18 oct 2018

Les Cendres bleues

Daoust, Jean-Paul

Les Cendres bleues

Jean-Paul Daoust, le poète « punk » de Plus on est de fous, plus on lit !

Cendres bleues, un récit poétique autobiographique audacieux – l’amour entre un jeune de six ans et demi et un adulte de vingt ans –, a été couronné du prix du Gouverneur général en 1990.

Texte adapté et présenté à la salle Jean-Claude Germain du Théâtre d’Aujourd’hui au mois d’octobre 2013.

D’aucuns prétendent que ce long cri d’amour et de désamour constitue une pièce majeure de la poésie québécoise contemporaine. Un texte oxymorique où le douloureux jouxte le soyeux : « J’ai été un enfant violé / Dans le plus beau des paysages / Dans le carré de sable prince oublié […] Pourtant j’aimais voir ce sexe content / Même si l’idée de l’amour m’était inconnue »
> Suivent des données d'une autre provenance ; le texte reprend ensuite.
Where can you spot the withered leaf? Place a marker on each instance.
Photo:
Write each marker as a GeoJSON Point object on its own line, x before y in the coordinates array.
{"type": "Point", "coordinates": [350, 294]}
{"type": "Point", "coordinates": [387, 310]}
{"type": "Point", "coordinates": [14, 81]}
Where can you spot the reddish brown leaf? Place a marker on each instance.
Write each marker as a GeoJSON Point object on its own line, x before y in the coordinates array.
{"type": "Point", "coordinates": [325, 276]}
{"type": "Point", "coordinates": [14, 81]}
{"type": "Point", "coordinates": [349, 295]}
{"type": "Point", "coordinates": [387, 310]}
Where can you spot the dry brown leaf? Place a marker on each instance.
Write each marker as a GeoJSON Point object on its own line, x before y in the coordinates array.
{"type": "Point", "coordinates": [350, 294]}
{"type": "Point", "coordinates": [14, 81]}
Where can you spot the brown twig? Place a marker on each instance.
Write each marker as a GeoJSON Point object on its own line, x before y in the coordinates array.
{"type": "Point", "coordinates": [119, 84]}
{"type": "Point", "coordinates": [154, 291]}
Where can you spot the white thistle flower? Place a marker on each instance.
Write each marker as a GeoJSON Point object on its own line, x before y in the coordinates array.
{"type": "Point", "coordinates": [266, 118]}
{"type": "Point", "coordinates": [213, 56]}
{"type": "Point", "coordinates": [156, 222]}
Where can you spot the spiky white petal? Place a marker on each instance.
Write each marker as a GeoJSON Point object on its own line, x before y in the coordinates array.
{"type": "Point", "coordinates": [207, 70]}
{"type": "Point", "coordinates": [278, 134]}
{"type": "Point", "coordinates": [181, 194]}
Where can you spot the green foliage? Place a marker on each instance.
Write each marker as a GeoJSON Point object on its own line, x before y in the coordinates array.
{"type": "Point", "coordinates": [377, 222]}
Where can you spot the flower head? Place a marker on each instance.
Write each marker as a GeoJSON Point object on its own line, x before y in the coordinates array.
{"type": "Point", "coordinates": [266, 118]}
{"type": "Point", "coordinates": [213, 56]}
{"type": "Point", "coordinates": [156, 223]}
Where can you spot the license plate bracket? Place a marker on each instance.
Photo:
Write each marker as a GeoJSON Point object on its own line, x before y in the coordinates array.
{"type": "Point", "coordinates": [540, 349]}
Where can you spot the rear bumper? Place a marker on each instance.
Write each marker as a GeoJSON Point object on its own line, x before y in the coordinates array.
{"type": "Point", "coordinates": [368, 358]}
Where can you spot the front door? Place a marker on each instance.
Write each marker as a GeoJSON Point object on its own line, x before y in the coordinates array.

Un long poème de quelque 2000 vers lâchés, hurlés d’un seul souffle, sans ponctuation. Poème incantatoire avec des vers qui remontent incessamment pour dire le malaise et aussi la joie, l’amour et le viol, malgré les interdits (Moi un angelot dans la crèche) : « Je n’avais que six ans et demi mais / Je savais ce que je faisais / Je sais qu’il m’aimait m’aimer. […] Histoire d’amour / Mais je n’avais que six et demi / Lui dans la vingtaine […] Il n’avait que vingt ans / Et des poussières / Moi j’en avais six et demi / Il m’aimait / Je l’aimais […] À six ans et demi alors / J’étais un barbare dans la soie de ses mains […] Tu m’auras volé mon enfance.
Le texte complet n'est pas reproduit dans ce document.